WHICH ONE IS FARTHER?
Two blondes living in Oklahoma were sitting on a bench talking ... .. and
one blonde says to the other, "Which do you think is farther away ... ..
Florida or the moon?"
The other blonde turns and says "Helloooooooooo, can you see
Florida...?????"

CAR TROUBLE
A blonde pushes her BMW into a gas station. She tells the mechanic it died.
After he works on it for a few minutes, it is idling smoothly. She says,
"What's the story?"
He replies, "Just crap in the carburetor"
She asks, "How often do I have to do that?"

SPEEDING TICKET
A police officer stops a blonde for speeding and asks her very nicely if
he could see her license. She replied in a huff, "I wish you guys would
get your act together. Just yesterday you take away my license and then
today you expect me to show it to you!"

RIVER WALK
There's this blonde out for a walk. She comes to a river and sees another
blonde on the opposite bank. "Yoo-hoo!" she shouts, "How can I get to
the other side?"
The second blonde looks up the river then down the river and shouts
back,"You ARE on the other side."

AT THE DOCTOR'S OFFICE
A gorgeous young redhead goes into the doctor's office and said that her
body hurt wherever she touched it. "Impossible!" says the doctor, "Show
me."The redhead took her finger, pushed on her left breast and screamed,
then she pushed her elbow and screamed in even more. She pushed her knee
and screamed; likewise she pushed her ankle and screamed. Everywhere
she touched made her scream. The doctor said, "You're not really a
redhead, areyou? a??
"Well, no" she said, "I'm actually a blonde."
"I thought so," the doctor said, "Your finger is broken."

KNITTING
A highway patrolman pulled alongside a speeding car on the freeway.
Glancing at the car, he was astounded to see that the blonde behind the
wheel was >knitting!
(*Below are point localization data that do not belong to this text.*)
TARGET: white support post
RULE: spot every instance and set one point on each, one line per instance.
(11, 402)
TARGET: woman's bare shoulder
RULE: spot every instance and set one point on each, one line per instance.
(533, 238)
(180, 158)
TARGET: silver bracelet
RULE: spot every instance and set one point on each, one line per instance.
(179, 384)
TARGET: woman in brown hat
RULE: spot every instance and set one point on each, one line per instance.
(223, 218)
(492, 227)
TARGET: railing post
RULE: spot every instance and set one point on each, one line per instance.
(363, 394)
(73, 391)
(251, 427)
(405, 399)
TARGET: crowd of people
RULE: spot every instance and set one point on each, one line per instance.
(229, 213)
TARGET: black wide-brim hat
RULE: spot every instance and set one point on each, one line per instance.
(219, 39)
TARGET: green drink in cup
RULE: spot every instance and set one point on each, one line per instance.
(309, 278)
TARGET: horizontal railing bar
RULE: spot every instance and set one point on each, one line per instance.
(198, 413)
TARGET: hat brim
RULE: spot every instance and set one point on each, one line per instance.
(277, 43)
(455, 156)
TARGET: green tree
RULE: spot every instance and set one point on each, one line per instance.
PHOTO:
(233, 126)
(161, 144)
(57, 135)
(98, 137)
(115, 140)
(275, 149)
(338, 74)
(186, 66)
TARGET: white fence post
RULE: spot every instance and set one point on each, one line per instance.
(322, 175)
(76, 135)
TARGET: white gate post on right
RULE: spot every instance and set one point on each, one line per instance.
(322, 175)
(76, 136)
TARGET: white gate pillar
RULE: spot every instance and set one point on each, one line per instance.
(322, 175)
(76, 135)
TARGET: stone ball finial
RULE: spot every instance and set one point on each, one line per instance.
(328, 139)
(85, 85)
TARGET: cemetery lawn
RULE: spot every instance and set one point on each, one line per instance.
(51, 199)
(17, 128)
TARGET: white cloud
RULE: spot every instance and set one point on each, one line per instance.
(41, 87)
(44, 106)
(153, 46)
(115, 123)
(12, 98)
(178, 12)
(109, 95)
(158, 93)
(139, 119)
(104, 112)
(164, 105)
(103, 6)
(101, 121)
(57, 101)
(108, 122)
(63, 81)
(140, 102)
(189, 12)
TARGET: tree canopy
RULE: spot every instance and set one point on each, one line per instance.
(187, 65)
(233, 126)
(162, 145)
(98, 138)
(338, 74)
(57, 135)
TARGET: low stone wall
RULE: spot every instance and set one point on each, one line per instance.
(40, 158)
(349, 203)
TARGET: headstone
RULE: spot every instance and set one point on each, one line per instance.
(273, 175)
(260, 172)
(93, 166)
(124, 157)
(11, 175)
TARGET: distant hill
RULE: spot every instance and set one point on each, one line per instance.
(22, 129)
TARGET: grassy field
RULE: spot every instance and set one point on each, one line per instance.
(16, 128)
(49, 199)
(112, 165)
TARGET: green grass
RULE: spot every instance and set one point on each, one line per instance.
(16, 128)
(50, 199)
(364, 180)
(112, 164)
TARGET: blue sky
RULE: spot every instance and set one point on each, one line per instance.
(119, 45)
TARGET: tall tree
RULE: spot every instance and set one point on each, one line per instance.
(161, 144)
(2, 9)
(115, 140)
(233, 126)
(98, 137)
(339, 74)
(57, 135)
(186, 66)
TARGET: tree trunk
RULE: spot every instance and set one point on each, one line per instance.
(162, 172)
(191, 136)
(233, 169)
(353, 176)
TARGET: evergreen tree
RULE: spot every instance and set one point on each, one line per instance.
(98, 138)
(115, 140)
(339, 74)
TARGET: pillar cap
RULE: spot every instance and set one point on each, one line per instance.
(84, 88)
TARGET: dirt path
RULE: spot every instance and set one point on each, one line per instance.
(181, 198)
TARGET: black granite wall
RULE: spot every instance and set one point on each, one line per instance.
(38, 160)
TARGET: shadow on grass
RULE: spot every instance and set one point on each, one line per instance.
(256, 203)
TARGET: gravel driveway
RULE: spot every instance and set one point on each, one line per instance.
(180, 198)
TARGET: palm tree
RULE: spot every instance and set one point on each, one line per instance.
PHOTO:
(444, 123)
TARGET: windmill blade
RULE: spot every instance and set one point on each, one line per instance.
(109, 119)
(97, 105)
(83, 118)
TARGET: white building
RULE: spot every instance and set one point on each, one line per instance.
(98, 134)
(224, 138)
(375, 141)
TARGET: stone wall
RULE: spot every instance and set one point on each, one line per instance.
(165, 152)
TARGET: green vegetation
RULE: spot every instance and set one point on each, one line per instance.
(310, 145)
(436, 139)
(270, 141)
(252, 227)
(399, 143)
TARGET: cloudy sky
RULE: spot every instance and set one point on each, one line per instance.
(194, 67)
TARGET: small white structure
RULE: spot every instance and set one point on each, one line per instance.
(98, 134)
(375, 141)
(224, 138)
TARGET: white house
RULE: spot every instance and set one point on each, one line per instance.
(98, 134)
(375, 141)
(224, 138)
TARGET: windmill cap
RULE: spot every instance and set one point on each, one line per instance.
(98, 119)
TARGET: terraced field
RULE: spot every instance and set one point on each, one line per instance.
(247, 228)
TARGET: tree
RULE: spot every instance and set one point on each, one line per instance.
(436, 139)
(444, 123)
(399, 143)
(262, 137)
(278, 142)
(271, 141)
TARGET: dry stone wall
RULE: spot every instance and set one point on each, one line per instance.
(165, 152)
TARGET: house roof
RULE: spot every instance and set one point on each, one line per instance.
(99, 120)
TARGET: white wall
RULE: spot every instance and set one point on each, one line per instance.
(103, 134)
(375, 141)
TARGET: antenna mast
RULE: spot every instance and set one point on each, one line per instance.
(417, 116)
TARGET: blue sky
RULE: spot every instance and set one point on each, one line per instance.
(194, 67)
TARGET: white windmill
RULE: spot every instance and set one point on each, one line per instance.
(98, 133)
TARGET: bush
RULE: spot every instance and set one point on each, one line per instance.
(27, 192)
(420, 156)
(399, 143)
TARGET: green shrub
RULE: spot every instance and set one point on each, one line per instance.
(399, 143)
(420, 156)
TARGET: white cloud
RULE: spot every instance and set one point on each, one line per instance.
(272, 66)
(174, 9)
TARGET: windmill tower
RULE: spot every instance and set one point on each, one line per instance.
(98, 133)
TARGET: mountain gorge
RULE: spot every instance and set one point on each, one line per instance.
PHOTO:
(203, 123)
Realizing that she was oblivious to his flashing
lights and siren, the trooper cranked down his window, turned on his
bullhorn and yelled, PULL OVER!"
"NO!" the blonde yelled back, "IT'S A SCARF!"

BLONDE ON THE SUN
A Russian, an American, and a Blonde were talking one day. The Russian
said,"We were the first in space!"
The American said, "We were the first on the moon!"
The Blonde said, "So what? We're going to be the first on the sun!"
The Russian and the American looked at each other and shook their heads.
"You can't land on the sun, you idiot! You'll burn up!" said the Russian.
To which the Blonde replied, "We're not stupid, you know. We're going at
night!"

IN A VACUUM
A blonde was playing Trivial Pursuit one night. It was her turn. She
rolled the dice and she landed on Science & Nature. Her question was, "If
you are>in a vacuum and someone calls your name, can you hear it?"
She thought for a time and then asked, "Is it on or off?"

BLONDE NAMES DOGS
A girl was visiting her blonde friend, who had acquired two new dogs, and
asked her what their names were. The blonde responded by saying that one
was named Rolex and one was named Timex.
Her friend said, "Whoever heard of someone naming dogs like that?"
"HELLLOOOOOOO......," answered the blonde. "They're watch dogs!"


no offence meant to anyone who may be blonde

Lainie
02-08-2006, 05:40 PM
very good dave - thankfully im no a blonde!!


:-* :)

Dunc
02-08-2006, 06:22 PM
superb still smiling
:)

mohamm
02-08-2006, 08:51 PM
come on man ... give summat else

there are to many blonde jokes (nope im not one) and now their just pure old lame!